Rusya – Ukrayna krizi ile buğday ihracatının Odesa Limanı’ndan engellenmesi,dünyanın ikinci büyük buğday üretimi yapan ülkesi Hindistan’nın 1,5 milyarlık kendi nüfusunun sıkıntıya gireceğini düşünerek, buğday ihracatını yasaklama kararı alması;Buğday ithal eden ülkelerde (Buna bizde dahiliz)hem buğday ve un fiyatlarını hem de ekmek,makarna bulgur, unlu mamulleri v.b ürün fiyatlarında artışlar hız aldı.
Bugün itibariyle ülkemizde; Ekmek ve simit 5TL bulgur,un,makarna fiyatları 2-3 misli fiyat artışlarına ulaştı, yükselmeye de devam ediyor. Bu duruma birde döviz kurlarındaki yükseliş ve üretim maliyetine enflasyonist etkisi, akaryakıt zamlarının navlun ve üretim maliyetlerine yansıması eklenince,tarımsal alandaki üretimi artırma ve üreticiyi teşvik tedbirlerini hep ikinci plana atan ülkeler, şimdi de hem tarımsal üretim ve hayvancılığın hem de ekilebilecek tarımsal arazilerin kıymetini anlamaya ve tarımsal üretim ve çiftçinin üretim ile ilgili sorunlarına kulak vermeye başlamak zorunda kaldılar.

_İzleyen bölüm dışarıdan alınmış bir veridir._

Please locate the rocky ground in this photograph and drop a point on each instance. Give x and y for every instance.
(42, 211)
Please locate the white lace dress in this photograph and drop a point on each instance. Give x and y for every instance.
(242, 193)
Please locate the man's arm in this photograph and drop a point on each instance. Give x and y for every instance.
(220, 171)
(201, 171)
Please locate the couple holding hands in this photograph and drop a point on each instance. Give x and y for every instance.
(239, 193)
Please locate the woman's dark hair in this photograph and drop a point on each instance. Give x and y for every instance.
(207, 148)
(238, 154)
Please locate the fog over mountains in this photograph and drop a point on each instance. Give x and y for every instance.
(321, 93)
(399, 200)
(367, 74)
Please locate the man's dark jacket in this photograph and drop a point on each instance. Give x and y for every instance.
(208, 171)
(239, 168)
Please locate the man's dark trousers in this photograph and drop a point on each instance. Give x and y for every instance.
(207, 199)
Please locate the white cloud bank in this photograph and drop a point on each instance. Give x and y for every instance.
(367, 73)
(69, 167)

Mustafa Kemal Atatürk’ün;”KÖYLÜ MİLLETİN EFENDİSİDİR “veciz sözü değer bulmaya,aslında köylümüzün bu topraklarda üstlenmiş olduğu rolün ve kritik görevin, ülkeler üzerinde ki stratejik etkisinin daha o yıllarda bu sıkıntıları tasavvur edip bu günlere söylenmiş ve asla yabana atılmaması gereken bir söylem ve ulusal topyekün üretime verdiği değerin kendisi olduğu gün gibi ortaya çıkmıştır.
11 yıl süren Kurtuluş Savaşı yıllarından sonra,savaşta yorgun,yoksul ve bitap düşen Türkiye Cumhuriyetimizin;Tarım ve hayvancılık alanında da bir kalkınma hamlesine ihtiyaç duyduğunun bilinci içerisinde:Mustafa Kemal Atatürk, köylümüzün tohum,gübre,kredi ihtiyaçları için;Tohum istasyonları kurarak, tarım kredi kooperatifleri,devlet üretme çiftlikleri, toprak mahsulleri ofis ve siloları kurarak,tarımsal mekanizasyon aletleri,et ve süt kombineleri ile köylümüzün tarım ve hayvancılığına sahip çıkıp ekilebilecek arazilerin miktarını 1830.000 hektardan 6.800.000 hektara çıkarıp topyekün kalkınma hamlesinin tarım ve hayvancılık alanındaki ayağını başarılı bir şekilde harekete geçirmiştir.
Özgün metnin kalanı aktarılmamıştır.